J : Je prends chaque groupe dans lequel je joue avec la même envie de créer et jouer dans le plus d’endroits possibles, et par rapport à ma carrière professionnelle, je sers des bières dans un bar rock, donc ça va dans la même direction on dira.

Reuno : Pour ma part, d’un point de vue planning, c’est Lofofora qui me prend le plus de temps et qui représente la part la plus « professionnelle » de ma passion. Jusqu’à maintenant, on arrive à jongler pas trop mal. Ça veut dire qu’à plusieurs reprises, lorsque les Lofos étaient en repos, de mon côté j’étais en tournée avec Mudweiser.

 

Mudweiser, à l’origine, est un groupe un peu à côté de vos carrières respectives.
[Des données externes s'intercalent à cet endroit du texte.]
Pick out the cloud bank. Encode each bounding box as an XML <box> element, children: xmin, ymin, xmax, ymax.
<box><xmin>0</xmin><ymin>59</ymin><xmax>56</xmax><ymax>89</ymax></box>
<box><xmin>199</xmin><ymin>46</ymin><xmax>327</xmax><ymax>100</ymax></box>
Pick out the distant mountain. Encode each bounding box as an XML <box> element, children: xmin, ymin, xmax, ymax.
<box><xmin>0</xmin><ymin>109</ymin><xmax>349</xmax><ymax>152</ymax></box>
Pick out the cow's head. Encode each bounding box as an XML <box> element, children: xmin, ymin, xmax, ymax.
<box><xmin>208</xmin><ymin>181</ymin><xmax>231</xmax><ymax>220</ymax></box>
L’engouement du public ne vous a t-il jamais donné envie de vous y investir plus ?

R : Depuis toujours ce qui importe c’est le plaisir que l’on prend à jouer ensemble et que l’on peut donner. On n’a aucun plan de carrière. L’engouement du public ne nous a que rarement permis d’aller jouer ailleurs que dans des clubs, donc c’est difficile de se rendre compte de ce qui pourrait nous arriver si on prenait l’avenir du groupe plus au sérieux. Je ne connais pas non plus de groupe dans ce style en France qui vive de sa passion ou qui fasse 50 dates par an…

 

Avec des projets artistiques menés en parallèle et assez peu de concerts annoncés, comment allez-vous propager votre nouvelle production auprès des gens qui ne vous connaissent pas encore ?

R : En faisant de super interviews sur des blogs de ouf ! Mudweiser n’a pas d’autre structure que Head Records pour tourner ou la promo. Tout cela se fait de manière assez artisanale et ça nous va bien comme ça. Ne vous inquiétez pas, on quand même 18 dates de prévues entre fin janvier et fin mars et de nouvelles salves de dates devraient s’organiser prochainement.

 

 

Vous être clairement une valeur sûre de la scène stoner hexagonale qui n’est pas le pays le plus rock qui soit. Quelles sont vos envies en ce qui concerne le fait d’exporter votre son dans les grands rendez-vous stoner européens où il aurait sa place ? Tournées européennes, festivals type Desertfest, Up in Smoke…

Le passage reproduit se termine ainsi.